OMIM numbers: 141200, 120070 (COL4A3), 120131 (COL4A4)

PD Dr. med. Julia Höfele

Scientific Background

Thin basement membrane nephropathy (TBMN) also known as benign familial hematuria (BFH), is found in about 1% of the population and is characterized by a persistent glomerular hematuria, mild proteinuria, and normal renal function. It is inherited in an autosomal dominant pattern with causative mutations found in the COL4A3 and COL4A4 gene. Alport syndrome (ATS), which manifests as glomerular hematuria and progressive proteinuria resulting in end-stage renal disease, is also caused by mutations in the genes COL4A3 and COL4A4 (autosomal recessive and autosomal dominant inheritance) as well as by mutations in the COL4A5 gene (X-chromosomal inheritance).
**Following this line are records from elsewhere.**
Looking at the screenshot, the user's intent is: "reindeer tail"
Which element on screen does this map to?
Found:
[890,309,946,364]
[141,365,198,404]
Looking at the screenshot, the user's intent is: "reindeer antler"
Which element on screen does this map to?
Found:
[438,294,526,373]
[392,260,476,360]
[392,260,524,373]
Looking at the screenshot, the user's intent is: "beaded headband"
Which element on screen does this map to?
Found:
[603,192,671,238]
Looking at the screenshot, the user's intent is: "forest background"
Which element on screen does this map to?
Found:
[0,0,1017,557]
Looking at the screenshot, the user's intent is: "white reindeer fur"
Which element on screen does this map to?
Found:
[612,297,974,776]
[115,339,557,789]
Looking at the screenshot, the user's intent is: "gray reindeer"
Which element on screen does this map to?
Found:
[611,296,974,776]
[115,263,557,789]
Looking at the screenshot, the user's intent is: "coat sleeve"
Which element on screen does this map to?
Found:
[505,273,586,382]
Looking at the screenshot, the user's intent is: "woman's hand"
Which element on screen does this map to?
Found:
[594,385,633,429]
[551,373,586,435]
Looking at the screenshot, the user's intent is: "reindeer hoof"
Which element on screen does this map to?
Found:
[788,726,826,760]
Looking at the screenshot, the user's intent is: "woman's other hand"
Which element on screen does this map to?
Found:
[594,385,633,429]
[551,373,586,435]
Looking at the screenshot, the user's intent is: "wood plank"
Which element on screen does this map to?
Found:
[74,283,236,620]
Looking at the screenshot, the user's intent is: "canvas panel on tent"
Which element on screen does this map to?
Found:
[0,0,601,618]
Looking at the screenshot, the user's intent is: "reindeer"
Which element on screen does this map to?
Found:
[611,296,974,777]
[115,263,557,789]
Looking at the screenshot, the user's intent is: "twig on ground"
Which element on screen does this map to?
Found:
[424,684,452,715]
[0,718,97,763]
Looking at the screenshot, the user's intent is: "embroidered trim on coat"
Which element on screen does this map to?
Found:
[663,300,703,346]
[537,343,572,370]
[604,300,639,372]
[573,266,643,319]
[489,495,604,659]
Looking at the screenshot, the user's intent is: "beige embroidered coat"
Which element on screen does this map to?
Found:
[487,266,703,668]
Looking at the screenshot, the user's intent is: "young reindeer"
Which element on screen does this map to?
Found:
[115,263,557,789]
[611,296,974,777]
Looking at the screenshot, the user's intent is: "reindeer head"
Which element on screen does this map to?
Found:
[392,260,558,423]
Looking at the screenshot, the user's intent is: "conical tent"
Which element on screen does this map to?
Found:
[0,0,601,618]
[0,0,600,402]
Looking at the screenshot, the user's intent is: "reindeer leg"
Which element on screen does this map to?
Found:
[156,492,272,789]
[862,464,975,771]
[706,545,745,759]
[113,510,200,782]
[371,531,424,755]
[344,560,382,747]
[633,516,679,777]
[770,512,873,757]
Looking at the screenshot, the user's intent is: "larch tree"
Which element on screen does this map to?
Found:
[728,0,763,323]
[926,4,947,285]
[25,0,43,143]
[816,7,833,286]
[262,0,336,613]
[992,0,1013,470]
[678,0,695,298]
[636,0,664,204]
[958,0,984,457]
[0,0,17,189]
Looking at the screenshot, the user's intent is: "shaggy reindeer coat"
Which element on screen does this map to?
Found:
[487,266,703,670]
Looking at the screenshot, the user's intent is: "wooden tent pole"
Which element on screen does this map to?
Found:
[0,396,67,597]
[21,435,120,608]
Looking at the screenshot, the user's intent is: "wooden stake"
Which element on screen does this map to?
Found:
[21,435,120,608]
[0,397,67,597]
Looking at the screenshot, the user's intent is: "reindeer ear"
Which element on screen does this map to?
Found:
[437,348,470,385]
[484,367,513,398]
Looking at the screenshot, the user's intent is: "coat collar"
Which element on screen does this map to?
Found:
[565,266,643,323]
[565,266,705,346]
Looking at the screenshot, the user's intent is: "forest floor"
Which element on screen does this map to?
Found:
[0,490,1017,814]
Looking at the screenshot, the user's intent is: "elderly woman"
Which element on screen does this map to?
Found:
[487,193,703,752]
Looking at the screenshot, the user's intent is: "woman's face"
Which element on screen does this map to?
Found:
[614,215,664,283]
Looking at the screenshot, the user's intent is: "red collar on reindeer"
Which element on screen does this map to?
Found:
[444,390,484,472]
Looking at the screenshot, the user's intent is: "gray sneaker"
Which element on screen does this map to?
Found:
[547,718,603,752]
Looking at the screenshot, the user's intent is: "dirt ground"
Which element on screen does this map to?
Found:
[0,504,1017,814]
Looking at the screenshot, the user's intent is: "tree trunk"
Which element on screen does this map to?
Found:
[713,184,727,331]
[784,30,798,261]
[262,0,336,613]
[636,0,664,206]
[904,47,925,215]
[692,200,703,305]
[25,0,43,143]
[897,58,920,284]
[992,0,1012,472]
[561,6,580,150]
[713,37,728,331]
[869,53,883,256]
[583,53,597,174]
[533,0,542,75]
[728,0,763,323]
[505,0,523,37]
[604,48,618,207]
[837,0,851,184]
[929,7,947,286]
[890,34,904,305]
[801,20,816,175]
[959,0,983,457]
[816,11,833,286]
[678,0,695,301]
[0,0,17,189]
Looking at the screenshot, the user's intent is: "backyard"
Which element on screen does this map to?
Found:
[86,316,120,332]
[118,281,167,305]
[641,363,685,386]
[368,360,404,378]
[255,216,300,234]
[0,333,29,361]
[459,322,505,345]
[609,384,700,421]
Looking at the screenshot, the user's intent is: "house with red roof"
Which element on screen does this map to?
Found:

ATS can be associated with extrarenal manifestations such as sensorineural hearing loss and ocular abnormalities (anterior lenticonus). Since for TBMN and autosomal forms of ATS mutations in the genes COL4A3 and COL4A4 were identififed, patients with TBMN are considered carriers for autosomal recessive ATS. So far only a few mutations are known to cause TBMN or autosomal ATS. Therefore, kidney biopsy still plays an essential role in the differentiation of these entities, although in early stages of ATS a histological differentiation is often not yet possible. Offspring whose parents are both carriers of a heterozygous mutation in the COL4A3 or COL4A4 gene have a chance of 25% to inherit both mutations and develop Alport syndrome. Therefore, if TBMN is present, heterozygosity for the autosomal recessive form of ATS can be assumed.